Angélique se levait à son tour et s'approchait du carton. L'ancien policier plongeait soudain dans son regard.
- Et pour ce qui est de cette nouvelle série de meurtre, je n'ai pas eu beaucoup d'infos. En réalité, il n'y a pas plus d'infos qu'à l'époque. A ceci près que...
- Voila. Disait Magalie, en arrivant avec trois cafés et trois parts de tartes. Oh désolée, je ne voulais pas vous interrompre. S'excusa-t-elle, en débarrassant son plateau.
La jeune femme se tournait vers Maurice, qui reprit là où il en était resté.
- A ceci près... à ceci près, qu'il y a quelques années, j'ai découvert une autre série de meurtre similaire. Avouait-il en essayant de contenir sa colère.
Il avait essayé de convaincre ses supérieurs à l'époque, mais personne ne l'avait écouté et il ne pouvait s'empêcher de se sentir responsable.
La jeune femme sentit des milliers de papillon dans son ventre. Des milliers de frissons la transpercèrent et l'espace d'un instant, elle crut manquer d'air.
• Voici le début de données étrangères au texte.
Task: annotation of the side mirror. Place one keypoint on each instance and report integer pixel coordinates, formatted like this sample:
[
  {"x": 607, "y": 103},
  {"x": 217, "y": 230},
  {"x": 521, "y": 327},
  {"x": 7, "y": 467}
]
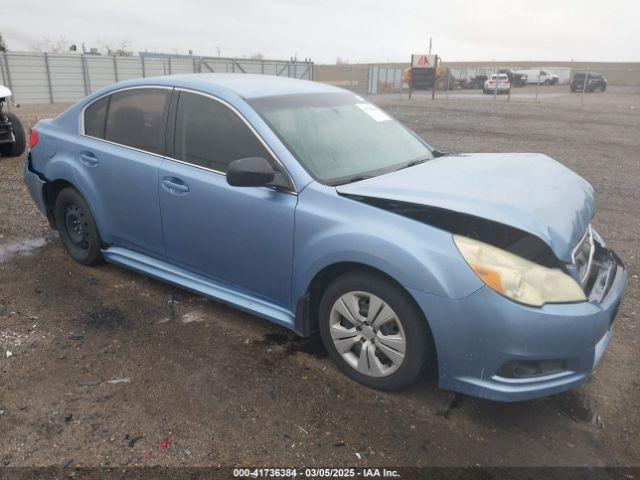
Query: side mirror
[{"x": 250, "y": 172}]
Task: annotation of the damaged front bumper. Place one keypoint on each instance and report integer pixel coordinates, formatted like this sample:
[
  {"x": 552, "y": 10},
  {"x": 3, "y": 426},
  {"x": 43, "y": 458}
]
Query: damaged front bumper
[{"x": 491, "y": 347}]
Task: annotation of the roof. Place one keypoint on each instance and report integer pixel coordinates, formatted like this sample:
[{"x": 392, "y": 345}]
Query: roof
[{"x": 249, "y": 85}]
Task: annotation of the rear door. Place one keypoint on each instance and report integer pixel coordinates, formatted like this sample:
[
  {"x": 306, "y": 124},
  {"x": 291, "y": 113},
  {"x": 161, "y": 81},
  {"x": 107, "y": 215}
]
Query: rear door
[
  {"x": 119, "y": 154},
  {"x": 241, "y": 236}
]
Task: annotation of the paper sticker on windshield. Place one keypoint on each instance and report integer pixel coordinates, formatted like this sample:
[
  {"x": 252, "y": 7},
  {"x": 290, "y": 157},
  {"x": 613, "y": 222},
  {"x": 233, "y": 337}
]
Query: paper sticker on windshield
[{"x": 373, "y": 111}]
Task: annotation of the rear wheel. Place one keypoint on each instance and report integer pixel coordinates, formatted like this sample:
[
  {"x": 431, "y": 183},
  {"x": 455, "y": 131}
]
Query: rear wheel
[
  {"x": 373, "y": 331},
  {"x": 15, "y": 148},
  {"x": 77, "y": 227}
]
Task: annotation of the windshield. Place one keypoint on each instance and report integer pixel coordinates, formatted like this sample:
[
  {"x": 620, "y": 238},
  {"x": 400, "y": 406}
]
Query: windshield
[{"x": 339, "y": 137}]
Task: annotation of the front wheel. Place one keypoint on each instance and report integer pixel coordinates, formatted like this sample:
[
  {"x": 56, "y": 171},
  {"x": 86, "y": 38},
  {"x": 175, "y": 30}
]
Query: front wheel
[
  {"x": 373, "y": 331},
  {"x": 77, "y": 227}
]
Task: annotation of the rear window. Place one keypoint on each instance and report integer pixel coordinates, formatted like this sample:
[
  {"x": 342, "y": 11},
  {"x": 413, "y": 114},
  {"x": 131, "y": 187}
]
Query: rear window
[{"x": 136, "y": 118}]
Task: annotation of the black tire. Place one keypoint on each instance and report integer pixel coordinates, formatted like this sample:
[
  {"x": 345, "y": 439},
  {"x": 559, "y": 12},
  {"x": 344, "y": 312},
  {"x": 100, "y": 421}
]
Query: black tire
[
  {"x": 77, "y": 228},
  {"x": 419, "y": 344},
  {"x": 16, "y": 148}
]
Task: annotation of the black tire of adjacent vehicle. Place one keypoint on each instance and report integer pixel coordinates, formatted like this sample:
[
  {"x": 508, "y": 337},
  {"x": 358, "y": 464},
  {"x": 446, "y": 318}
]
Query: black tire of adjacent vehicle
[
  {"x": 16, "y": 148},
  {"x": 89, "y": 254},
  {"x": 418, "y": 336}
]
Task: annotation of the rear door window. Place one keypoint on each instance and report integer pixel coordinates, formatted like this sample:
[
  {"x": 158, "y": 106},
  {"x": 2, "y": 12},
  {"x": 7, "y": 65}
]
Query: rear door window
[
  {"x": 208, "y": 134},
  {"x": 136, "y": 118}
]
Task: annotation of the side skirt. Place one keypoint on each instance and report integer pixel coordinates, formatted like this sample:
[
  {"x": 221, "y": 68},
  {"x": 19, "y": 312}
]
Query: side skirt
[{"x": 189, "y": 281}]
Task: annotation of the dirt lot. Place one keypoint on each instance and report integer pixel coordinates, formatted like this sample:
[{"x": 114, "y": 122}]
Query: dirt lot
[{"x": 106, "y": 364}]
Elle fermait les yeux juste un instant et vit des dizaines de corps. Comme les photos de charniers que lui avait montrer l'un des survivants de l'holocauste. Alors elle avait raison et s'était pour cela que sa tante avait inscrit trois petits points après les noms des premières victimes. Le tueur de Thonon était un véritable tueur et violeur en série.